Parameter	Radiology-guided biopsy	Radiologic biopsy
Invasiveness	Mini-invasive surgical/needle extraction	Minimally invasive (contrast agent injection only)
Spatial coverage	Single small sample	Entire lesion, margins, surrounding tissue
Spatial resolution	High	Medium
Temporal resolution	Histology processing time (days)	Real-time to minutes
3D information	Limited (serial sections)	Complete 3D reconstruction
Molecular profiling	Histology, IHC, genomics	Multiplexed (limited markers)
Sampling error	High (tumor heterogeneity)	Medium (complete lesion surveyed)
Repeat assessment	Requires new biopsy	Non-destructive, repeatable
Functional information	Static snapshot	Limited dynamics

IHC: Immunohistochemistry.

The additional value of the radiologic biopsy is related to the modulation properties of the ECM, which are regulated by immune cell infiltration[13]. Additionally, immune cells modify the molecular composition and mechanical structure of the tumor stroma[14]. The interactions between resident cell regulation and ECM patterns allow us to investigate radiological contrast objects for diagnosis and prognosis.

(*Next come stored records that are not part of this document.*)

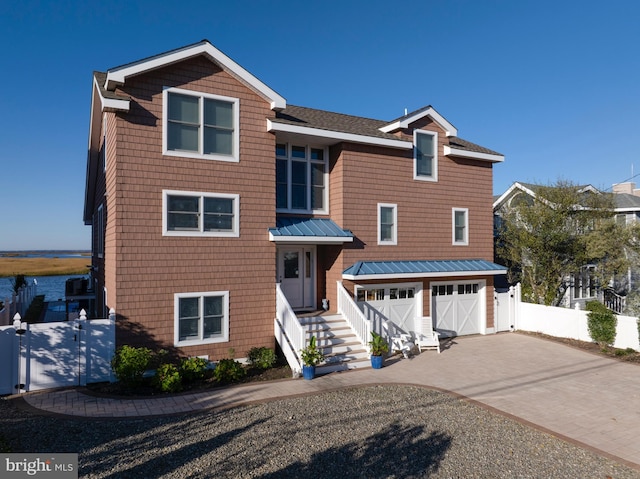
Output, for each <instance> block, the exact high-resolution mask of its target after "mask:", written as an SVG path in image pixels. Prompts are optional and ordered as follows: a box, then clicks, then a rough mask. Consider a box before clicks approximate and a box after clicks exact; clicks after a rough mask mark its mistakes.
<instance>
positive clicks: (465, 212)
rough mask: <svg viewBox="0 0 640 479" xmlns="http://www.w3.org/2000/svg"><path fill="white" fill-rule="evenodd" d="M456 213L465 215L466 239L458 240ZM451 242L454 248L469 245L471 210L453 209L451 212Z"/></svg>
mask: <svg viewBox="0 0 640 479" xmlns="http://www.w3.org/2000/svg"><path fill="white" fill-rule="evenodd" d="M456 213H464V239H462V240H457V239H456ZM451 241H452V244H453V245H454V246H467V245H468V244H469V208H452V210H451Z"/></svg>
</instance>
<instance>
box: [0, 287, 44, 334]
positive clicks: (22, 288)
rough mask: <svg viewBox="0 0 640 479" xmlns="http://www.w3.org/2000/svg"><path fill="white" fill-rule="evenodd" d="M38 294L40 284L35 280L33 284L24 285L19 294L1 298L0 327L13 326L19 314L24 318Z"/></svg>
mask: <svg viewBox="0 0 640 479" xmlns="http://www.w3.org/2000/svg"><path fill="white" fill-rule="evenodd" d="M37 293H38V283H37V282H36V281H35V280H33V282H31V284H28V283H27V284H24V285H23V286H21V287H20V288H19V289H18V291H17V292H13V293H12V294H11V296H10V297H8V298H0V302H1V303H2V306H0V326H9V325H11V324H13V317H14V316H15V315H16V313H19V314H20V316H22V317H23V318H24V317H25V313H26V312H27V309H28V308H29V305H30V304H31V302H32V301H33V298H35V297H36V295H37Z"/></svg>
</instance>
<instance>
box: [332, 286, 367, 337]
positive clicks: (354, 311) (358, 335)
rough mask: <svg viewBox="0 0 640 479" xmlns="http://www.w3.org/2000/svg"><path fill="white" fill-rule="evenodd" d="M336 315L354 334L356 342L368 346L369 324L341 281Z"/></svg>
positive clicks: (356, 304)
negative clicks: (353, 332)
mask: <svg viewBox="0 0 640 479" xmlns="http://www.w3.org/2000/svg"><path fill="white" fill-rule="evenodd" d="M338 313H340V314H342V315H343V316H344V318H345V319H346V320H347V323H348V324H349V326H351V329H353V331H354V332H355V333H356V336H357V337H358V340H359V341H360V342H361V343H362V344H363V345H365V346H367V349H368V344H369V339H370V336H371V322H370V321H369V320H368V319H367V317H366V316H365V315H364V313H363V312H362V311H360V308H358V305H357V304H356V302H355V301H354V300H353V298H352V297H351V295H350V294H349V292H348V291H347V290H346V289H345V287H344V285H343V284H342V281H338Z"/></svg>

Previously, evaluating ECM properties was mostly important for diagnostic purposes, such as identifying tumor patterns in histological slides. Currently, the novel concept of ECM-driven malignancy transformation, called “oncomatrix”[8], allows one to theoretically identify the properties of the cellular microenvironment that could shift cellular regulation toward tumor growth. This effect could transform the diagnostic and predictive applications, including the prediction of the effectiveness of advanced therapies, such as chimeric antigen receptor-modified T therapy for solid tumors and mRNA vaccines.

Conclusion

The dramatic progress in the development of radiological devices and embedded software could allow for precision diagnostics and differential diagnostics of tumors and pre-tumor conditions. These methods are based on unique patterns associated with tumor ECM formation and maturation.